The Academy Awards and their relationship to systemic change


As Oscars season comes to a close, viewers are reflecting on this year’s event, which celebrated a revolutionary year in cinema. 2023 marked the 95th Annual Academy Awards Ceremony. Many viewers saw this year as a positive shift toward inclusion and representation, with most of the nominees and winners representing minority groups, accepting wins that highlighted inclusionary action.

This year, the Awards were dominated by Everything Everywhere All at Once, the absurdist fantasy film featuring a near entirely Asian-American cast. The A24-produced film took home many awards, including the ceremonies most prestigious, Best Picture.

As with every year, the ceremony was filled with a large number of interesting moments. One of the most memorable came when Sarah Polley, Canadian writer and director of Women Talking, began her speech with a sharp dig at the Academy as she accepted her award for Best Adapted Screenplay.

Polley said, “First of all, I want to thank the Academy for not getting offended by the words women and talking put so close together like that” This demonstrated that Polley is a member of Hollywood with no interest in conforming to the institution.

Brenden Fraser also won Best Actor in a Leading Role for his performance in A24’s The Whale. The emotion in Fraser’s voice was palpable as he spoke, tears brimming in his eyes. He thanked everyone, making emotional whale puns in a heartwarming and short speech.

Ruth Carter, costume designer for Wakanda Forever, shared a powerful speech while accepting her award. Carter received a standing ovation, ending her speech by saying, “Thank you to the Academy for recognizing the superhero that is a Black woman. She endures, she loves, she overcomes, she is every woman in this film.”

In one of the Twitter memed moments of the night, Jamie Lee Curtis accepted the first Oscar of her three decade long career. While some are proud of her achievement, Curtis’ win sparked some controversy online. Many were upset that Angela Bassett, nominated for her performance in Wakanda Forever, was snubbed in favor of Curtis. 

Buzzfeed Editorial Assistant and self proclaimed ‘Oscars Enthusiast,’ Spencer Althouse (@SpencerAlthouse), took to Twitter to say: “Angela Bassett’s reaction to Jamie Lee Curtis’ name being called…you can tell how much that Oscar would have meant to her. She is, was, and always will be incredible. I better see her on that stage SOON.”

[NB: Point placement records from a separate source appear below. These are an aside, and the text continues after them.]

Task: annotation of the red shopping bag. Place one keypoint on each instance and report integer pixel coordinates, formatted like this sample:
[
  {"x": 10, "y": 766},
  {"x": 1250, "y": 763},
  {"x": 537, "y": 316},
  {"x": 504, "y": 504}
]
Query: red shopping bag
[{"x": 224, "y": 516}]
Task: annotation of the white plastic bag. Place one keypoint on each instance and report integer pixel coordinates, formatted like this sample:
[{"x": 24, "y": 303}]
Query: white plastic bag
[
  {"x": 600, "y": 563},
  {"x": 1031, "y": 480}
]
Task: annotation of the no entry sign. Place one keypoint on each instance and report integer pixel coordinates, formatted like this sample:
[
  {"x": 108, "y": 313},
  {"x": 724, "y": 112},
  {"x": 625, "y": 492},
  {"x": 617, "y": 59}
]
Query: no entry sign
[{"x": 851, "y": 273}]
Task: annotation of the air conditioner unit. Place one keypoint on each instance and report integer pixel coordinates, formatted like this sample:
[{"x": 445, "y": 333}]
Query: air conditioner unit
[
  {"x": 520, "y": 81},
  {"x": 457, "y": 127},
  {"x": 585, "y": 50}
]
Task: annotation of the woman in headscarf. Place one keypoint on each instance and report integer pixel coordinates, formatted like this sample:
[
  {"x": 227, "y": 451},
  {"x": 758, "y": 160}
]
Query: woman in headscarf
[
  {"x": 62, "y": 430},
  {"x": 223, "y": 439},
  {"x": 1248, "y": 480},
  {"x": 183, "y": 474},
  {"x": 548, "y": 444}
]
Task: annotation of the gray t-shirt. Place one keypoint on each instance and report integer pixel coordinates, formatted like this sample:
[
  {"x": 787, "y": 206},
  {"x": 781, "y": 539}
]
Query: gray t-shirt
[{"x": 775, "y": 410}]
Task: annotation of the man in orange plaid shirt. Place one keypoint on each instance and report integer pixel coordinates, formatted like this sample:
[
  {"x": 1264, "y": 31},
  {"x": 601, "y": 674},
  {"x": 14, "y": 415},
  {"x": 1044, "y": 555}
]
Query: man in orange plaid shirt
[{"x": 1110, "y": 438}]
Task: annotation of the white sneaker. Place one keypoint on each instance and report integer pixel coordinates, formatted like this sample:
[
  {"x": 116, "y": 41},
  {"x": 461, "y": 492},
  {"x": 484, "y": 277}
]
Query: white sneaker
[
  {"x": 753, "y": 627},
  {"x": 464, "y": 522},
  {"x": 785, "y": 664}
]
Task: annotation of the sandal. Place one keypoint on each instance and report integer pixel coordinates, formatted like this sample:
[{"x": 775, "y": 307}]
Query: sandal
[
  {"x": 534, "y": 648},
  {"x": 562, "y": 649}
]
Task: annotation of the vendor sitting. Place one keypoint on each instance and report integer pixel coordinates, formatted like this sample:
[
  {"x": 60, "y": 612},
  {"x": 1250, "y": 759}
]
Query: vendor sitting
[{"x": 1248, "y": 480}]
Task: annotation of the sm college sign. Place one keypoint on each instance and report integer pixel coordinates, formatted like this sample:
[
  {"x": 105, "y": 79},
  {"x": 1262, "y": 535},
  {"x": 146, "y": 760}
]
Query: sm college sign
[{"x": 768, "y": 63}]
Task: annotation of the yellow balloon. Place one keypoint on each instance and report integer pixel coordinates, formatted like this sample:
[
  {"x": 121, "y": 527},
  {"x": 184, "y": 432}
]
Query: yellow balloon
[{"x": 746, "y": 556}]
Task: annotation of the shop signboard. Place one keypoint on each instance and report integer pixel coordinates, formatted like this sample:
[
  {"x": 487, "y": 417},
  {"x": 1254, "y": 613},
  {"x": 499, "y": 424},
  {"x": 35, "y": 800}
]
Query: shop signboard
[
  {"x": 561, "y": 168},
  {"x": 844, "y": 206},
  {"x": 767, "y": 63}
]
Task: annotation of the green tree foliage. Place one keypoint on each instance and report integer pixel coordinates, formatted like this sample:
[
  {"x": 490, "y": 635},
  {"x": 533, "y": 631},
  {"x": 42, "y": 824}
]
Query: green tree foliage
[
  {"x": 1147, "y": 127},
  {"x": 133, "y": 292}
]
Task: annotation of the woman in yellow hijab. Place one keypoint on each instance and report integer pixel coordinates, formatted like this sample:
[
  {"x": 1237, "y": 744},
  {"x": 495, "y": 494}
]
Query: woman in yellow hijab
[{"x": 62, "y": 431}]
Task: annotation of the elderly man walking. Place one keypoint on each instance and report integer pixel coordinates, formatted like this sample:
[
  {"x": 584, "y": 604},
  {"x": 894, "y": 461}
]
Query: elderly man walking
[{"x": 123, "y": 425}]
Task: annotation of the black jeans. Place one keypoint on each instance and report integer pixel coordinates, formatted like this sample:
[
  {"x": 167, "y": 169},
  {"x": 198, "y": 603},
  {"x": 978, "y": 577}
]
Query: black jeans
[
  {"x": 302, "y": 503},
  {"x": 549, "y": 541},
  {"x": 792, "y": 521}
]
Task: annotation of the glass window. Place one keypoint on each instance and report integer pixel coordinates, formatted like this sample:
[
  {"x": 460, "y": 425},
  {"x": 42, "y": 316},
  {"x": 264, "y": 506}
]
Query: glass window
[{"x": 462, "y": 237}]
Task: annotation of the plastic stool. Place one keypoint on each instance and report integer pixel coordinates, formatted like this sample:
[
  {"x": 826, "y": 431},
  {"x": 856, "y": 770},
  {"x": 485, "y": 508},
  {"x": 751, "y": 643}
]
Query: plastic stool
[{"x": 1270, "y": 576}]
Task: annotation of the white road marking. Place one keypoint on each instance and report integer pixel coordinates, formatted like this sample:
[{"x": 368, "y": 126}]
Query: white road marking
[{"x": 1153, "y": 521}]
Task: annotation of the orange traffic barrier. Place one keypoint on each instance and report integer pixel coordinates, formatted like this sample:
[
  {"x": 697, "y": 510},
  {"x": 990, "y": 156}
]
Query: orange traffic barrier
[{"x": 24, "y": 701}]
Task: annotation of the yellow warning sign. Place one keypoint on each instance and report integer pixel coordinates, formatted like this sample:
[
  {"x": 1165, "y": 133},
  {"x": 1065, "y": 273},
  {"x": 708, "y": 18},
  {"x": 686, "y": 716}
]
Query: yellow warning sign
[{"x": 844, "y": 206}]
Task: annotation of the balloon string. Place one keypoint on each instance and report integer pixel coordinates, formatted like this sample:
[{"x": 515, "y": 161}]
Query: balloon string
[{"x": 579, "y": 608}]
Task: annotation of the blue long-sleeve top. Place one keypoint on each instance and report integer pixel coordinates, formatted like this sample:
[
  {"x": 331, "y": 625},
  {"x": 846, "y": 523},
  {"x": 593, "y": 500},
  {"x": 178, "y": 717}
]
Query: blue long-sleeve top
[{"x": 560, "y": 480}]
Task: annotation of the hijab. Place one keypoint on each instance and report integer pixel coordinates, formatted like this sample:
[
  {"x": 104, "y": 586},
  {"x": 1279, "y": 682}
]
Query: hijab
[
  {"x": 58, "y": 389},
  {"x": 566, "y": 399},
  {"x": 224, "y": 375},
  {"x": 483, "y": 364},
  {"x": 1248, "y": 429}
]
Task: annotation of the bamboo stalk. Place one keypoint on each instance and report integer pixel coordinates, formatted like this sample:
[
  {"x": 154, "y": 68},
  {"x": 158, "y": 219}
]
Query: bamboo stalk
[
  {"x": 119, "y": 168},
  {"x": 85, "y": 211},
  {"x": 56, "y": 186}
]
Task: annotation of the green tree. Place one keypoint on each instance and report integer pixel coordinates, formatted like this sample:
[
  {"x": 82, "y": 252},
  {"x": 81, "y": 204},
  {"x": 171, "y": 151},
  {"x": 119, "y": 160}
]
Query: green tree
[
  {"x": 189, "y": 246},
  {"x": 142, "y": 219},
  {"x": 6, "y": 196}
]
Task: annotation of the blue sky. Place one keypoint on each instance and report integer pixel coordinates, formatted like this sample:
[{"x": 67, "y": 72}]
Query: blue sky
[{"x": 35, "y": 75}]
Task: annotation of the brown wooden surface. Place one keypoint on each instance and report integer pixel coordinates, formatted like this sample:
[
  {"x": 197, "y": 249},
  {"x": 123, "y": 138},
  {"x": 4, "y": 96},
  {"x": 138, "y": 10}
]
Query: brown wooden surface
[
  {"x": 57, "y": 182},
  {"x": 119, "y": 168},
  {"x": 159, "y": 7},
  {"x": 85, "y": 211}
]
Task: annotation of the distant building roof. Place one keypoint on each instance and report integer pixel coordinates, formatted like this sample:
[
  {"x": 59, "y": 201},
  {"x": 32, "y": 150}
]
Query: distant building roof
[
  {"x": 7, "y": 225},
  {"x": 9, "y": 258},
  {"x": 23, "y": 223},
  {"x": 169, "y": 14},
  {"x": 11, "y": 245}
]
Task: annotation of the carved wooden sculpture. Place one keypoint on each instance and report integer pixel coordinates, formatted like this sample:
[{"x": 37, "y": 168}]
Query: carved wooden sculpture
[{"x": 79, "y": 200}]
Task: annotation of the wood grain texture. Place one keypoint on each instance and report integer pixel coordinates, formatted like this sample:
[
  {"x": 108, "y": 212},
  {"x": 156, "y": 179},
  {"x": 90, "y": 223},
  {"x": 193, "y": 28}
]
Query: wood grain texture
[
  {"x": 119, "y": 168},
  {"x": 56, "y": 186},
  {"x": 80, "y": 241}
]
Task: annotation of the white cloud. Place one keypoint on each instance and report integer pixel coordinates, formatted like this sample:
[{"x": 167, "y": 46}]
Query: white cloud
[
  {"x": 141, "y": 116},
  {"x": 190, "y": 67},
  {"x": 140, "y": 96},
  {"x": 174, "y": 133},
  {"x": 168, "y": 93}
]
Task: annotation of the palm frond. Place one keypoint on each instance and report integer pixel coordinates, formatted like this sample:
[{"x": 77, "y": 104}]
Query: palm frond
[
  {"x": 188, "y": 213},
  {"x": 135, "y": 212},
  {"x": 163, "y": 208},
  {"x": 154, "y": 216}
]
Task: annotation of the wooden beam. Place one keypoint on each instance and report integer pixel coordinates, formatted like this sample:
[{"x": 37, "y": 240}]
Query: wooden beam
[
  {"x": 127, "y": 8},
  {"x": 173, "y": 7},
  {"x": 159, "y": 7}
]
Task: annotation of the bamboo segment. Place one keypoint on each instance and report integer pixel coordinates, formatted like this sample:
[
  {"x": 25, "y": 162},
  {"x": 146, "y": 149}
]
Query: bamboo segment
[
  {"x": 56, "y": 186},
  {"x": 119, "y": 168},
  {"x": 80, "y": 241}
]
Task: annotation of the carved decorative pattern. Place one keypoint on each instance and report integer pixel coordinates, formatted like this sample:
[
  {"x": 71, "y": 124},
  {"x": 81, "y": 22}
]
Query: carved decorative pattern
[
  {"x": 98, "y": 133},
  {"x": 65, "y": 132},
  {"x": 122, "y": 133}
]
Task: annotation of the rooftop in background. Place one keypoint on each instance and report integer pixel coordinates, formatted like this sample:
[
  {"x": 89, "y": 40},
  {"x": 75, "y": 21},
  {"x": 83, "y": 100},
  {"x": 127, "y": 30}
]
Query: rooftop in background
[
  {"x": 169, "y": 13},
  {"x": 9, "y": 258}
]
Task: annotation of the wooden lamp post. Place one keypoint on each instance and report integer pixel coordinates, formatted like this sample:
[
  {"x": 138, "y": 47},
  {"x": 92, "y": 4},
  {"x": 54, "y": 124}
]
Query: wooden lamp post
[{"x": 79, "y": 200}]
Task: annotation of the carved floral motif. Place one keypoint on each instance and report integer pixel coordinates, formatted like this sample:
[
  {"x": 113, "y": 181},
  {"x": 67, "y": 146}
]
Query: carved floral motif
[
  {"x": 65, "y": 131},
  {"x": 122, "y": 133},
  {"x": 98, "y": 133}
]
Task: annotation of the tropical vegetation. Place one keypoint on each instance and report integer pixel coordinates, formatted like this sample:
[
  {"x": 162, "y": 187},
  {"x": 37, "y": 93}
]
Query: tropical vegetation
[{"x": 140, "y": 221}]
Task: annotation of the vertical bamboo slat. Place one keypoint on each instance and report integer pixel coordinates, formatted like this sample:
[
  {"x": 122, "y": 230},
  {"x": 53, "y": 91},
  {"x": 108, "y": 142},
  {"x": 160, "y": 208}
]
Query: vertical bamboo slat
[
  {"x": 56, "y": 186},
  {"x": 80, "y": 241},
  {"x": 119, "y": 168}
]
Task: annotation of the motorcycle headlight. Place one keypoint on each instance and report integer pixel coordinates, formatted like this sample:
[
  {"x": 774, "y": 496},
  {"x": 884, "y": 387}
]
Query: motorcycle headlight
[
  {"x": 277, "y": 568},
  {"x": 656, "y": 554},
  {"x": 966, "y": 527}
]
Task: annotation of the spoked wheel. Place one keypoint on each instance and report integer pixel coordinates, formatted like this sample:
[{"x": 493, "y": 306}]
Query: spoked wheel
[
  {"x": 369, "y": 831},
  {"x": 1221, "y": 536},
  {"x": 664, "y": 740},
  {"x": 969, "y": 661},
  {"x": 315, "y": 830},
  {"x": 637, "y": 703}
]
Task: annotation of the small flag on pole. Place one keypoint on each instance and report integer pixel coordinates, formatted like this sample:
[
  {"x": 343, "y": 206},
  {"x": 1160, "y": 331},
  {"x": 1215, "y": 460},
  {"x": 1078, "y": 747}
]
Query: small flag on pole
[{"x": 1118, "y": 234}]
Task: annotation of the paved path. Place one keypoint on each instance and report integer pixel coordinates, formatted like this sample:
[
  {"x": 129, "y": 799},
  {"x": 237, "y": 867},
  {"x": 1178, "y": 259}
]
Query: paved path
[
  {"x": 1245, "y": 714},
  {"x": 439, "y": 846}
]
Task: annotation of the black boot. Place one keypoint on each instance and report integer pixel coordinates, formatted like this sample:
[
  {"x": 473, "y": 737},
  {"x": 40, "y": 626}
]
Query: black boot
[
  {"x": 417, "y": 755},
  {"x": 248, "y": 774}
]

Twitter User @Meradceu resonated similar thoughts by saying: “Of course the #Oscars reward white mediocrity because in what world did Jamie Lee Curtis give a better performance in comparison to Stephanie Hsu or Angela Bassett?

“We just won an Oscar!” Curtis screamed into the crowd, teary eyed. She won this for her role in Everything, Everywhere All at Once, causing speculation as many viewers found that Curtis gave a lackluster performance as IRS inspector, Deirdre Beaubeirdre.

Ke Huy Quan won for Best Supporting Actor in Everything Everywhere All at Once. The excitement in the room was palpable. The entire audience was moved by the tenderly beautiful moment, even causing presenter and actress Ariana DeBose to cry as she announced his win.

Huy Quan entered the stage with a muttered “Oh my god” before giving a tear-inducing speech, saying, “I cannot believe this is happening to me, this is the American dream!”

Michelle Yeoh won Best Actress in a Leading Role for her portrayal of Evelyn Quan Wang in Everything Everywhere All at Once. She began her speech by saying, “Thank you, for all the little boys and girls who look like me watching tonight, this is a beacon of hope and possibilities, this is proof that dreams do come true, and ladies, don’t let anybody tell you you are ever past your prime.” She then thanked her family in Malaysia, and Hong Kong, the place where she started her career. Michelle closed her speech by saying, “Thank you to the Academy, this is history in the making.”

This year, The Oscars amassed a viewership of 18.7 million Americans, and saw a significant jump in ratings from the previous year. Compared to last year’s controversial events, (including the infamous slap) the general public agrees that this ceremony moved The Oscars into a more positive space, building the ceremony back to its original intentions for an enjoyable and respected event to celebrate the year in film.